War der Balljunge Schuld?

Bremsen wir uns erstmal. Fangen wir vorne am Tag an. Nach der Jahreshaupt-versammlung, auf welcher der komplette Vorstand, inklusive mir als Vizepräsident, wiedergewählt worden ist und die Sportfreunde Kaiserstadt den Beitritt zur IG beschlossen haben, stand das letzte Heimspiel des Jahres 2011 gegen Aue auf dem Programm.

Die letzten Begegnungen gegen Aue lassen es einem kalt den Rücken runterlaufen: 0:1 und 1:5. Es konnte eigentlich nur besser werden! Nach der guten Leistung gegen die Löwen war die Hoffnung groß, den nächsten Dreier einfahren zu können. Mit Blick auf die restlichen Ergebnisse könnte man sich außerdem etwas Luft nach unten verschaffen.

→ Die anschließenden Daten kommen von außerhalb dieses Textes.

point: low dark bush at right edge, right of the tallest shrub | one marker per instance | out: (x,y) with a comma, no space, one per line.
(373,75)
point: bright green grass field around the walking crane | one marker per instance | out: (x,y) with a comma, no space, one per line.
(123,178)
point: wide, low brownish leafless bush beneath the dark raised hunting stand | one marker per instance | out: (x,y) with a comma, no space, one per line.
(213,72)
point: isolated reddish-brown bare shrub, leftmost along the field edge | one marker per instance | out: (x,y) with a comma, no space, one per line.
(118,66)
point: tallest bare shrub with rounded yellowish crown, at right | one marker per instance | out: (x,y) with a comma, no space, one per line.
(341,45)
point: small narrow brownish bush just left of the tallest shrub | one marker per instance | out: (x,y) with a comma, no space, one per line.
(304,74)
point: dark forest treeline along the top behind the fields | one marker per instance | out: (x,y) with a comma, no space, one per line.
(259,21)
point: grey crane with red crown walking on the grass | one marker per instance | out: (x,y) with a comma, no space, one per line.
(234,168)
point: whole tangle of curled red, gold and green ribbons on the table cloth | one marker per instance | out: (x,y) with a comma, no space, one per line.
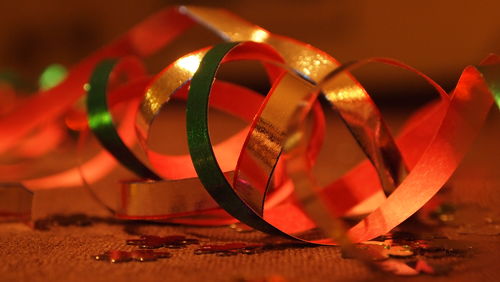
(274,155)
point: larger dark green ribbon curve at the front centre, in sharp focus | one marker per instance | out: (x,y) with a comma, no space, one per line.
(200,146)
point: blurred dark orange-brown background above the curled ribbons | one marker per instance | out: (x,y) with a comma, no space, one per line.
(438,37)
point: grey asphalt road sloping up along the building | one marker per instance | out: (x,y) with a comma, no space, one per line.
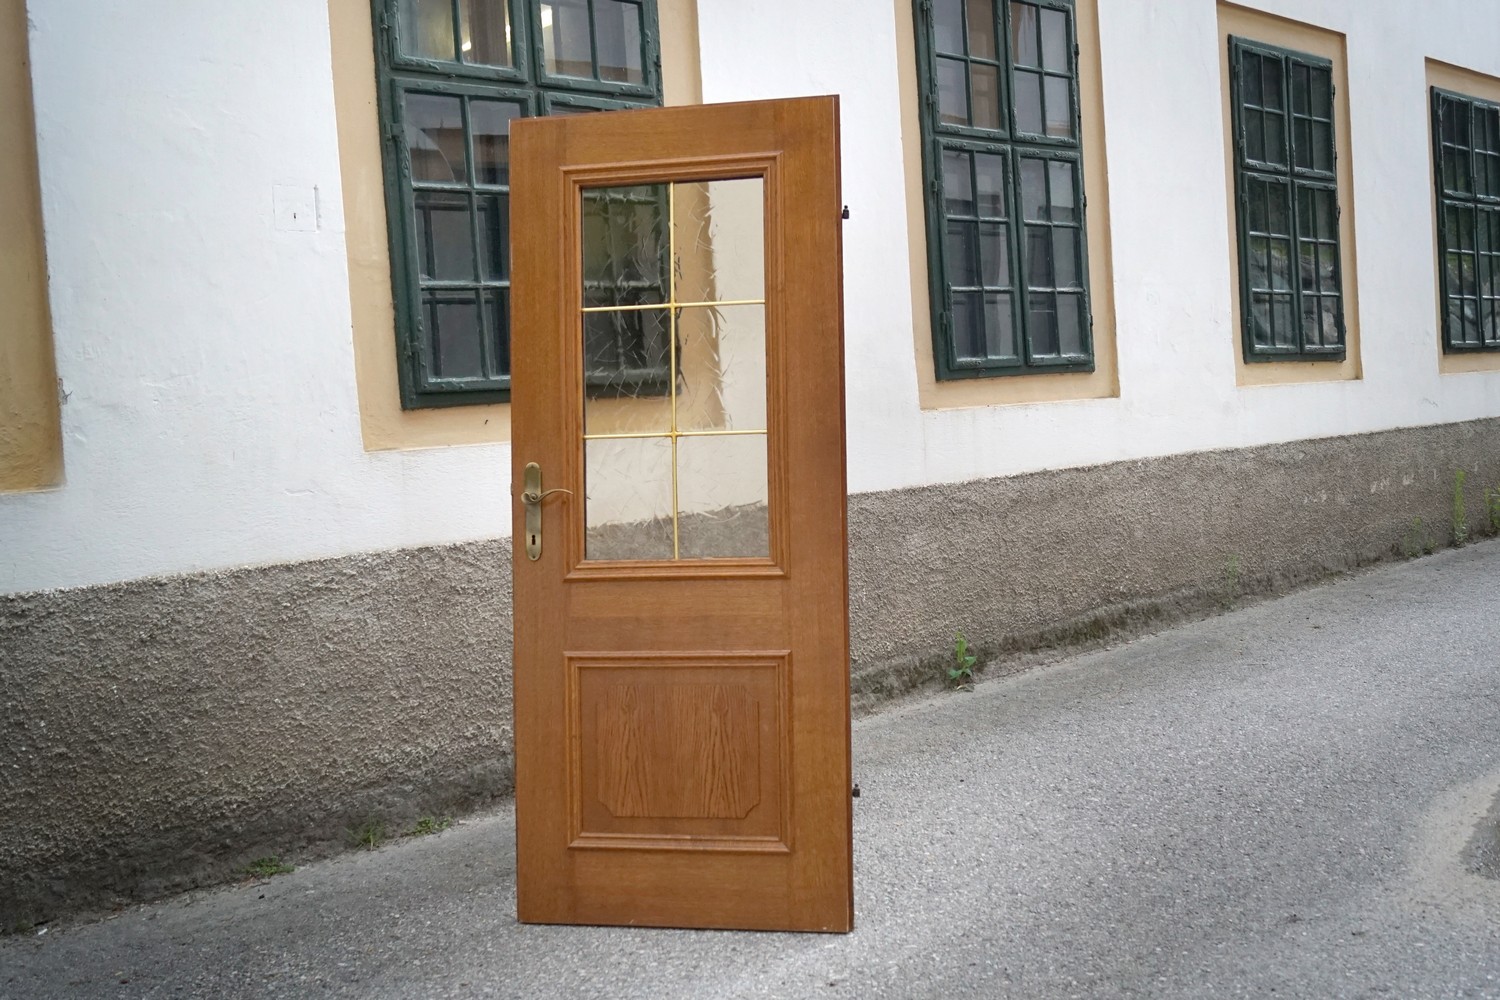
(1292,800)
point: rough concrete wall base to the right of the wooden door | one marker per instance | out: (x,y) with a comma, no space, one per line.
(1076,554)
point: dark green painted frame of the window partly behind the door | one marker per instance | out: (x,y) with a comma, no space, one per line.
(536,92)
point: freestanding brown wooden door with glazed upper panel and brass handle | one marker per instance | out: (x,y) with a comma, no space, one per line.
(682,602)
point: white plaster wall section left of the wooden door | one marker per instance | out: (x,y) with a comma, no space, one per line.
(211,416)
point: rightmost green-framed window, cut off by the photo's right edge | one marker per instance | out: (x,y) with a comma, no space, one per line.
(1468,169)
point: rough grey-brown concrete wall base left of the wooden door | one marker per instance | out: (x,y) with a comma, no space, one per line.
(164,732)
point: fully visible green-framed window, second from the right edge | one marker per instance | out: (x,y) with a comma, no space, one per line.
(1288,205)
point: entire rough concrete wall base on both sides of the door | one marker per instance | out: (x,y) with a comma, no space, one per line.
(163,732)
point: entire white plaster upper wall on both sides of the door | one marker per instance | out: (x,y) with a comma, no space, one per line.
(212,415)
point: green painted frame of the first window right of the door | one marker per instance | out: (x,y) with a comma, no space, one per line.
(1012,148)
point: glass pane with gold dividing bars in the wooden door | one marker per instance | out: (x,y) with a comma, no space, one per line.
(676,395)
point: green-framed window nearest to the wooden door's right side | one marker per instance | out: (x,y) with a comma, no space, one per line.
(1004,182)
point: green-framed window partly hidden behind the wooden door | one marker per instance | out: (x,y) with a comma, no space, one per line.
(454,74)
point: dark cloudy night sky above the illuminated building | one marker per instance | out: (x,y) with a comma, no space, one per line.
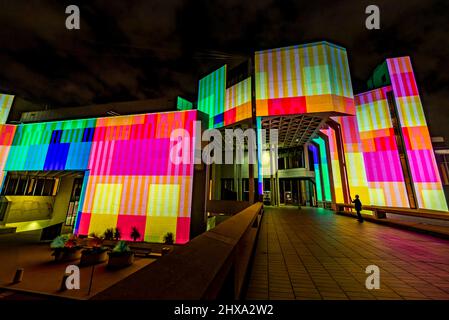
(132,50)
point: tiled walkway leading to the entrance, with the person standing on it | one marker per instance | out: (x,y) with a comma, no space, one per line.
(315,254)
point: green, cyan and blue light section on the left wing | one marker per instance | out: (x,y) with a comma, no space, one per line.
(63,145)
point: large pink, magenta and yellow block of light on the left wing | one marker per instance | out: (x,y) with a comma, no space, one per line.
(132,181)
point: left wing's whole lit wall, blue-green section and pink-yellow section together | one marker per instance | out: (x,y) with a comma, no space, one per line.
(129,179)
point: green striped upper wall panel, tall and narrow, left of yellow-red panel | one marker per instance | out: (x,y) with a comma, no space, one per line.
(212,95)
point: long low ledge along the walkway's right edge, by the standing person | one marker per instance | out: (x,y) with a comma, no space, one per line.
(380,211)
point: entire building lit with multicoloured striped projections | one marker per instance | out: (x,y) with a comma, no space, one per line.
(115,172)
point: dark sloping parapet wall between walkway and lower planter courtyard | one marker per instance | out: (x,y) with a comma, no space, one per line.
(212,265)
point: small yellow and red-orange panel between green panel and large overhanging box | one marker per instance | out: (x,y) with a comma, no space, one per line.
(238,102)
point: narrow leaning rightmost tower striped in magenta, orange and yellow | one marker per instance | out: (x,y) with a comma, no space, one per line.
(420,154)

Vorab aber noch ein kurzes Wort zur tollen Choreo: Einfach nur GEIL! Und schon ging es auch los. Insgesamt entwickelte sich schnell, wie ich finde, ein mittelmäßiges Spiel mit leichten Vorteilen für die Alemannia. So ließ die erste Hälfte dann auch ein wenig die Highlights vermissen. Allerdings gab es zum Ende der ersten Hälfte auf einmal Aufregung, direkt neben uns in Block S6 (siehe Bericht von gestern). Was genau passiert ist und wer sich dort, in welcher Form auch immer, beteiligt hat, kann ich nicht sagen. Ebensowenig, wie es dazu gekommen ist und wer letztlich Schuld hatte. Eines muss jedoch festgehalten werden: Solche Aktionen, besonders innerhalb des eigenen Fanlagers, sind nicht tolerierbar und schädigen besonders dem eigenen Verein! Vielmehr wird der eigene Verein in Misskredit gebracht, werden sogar Leute verletzt.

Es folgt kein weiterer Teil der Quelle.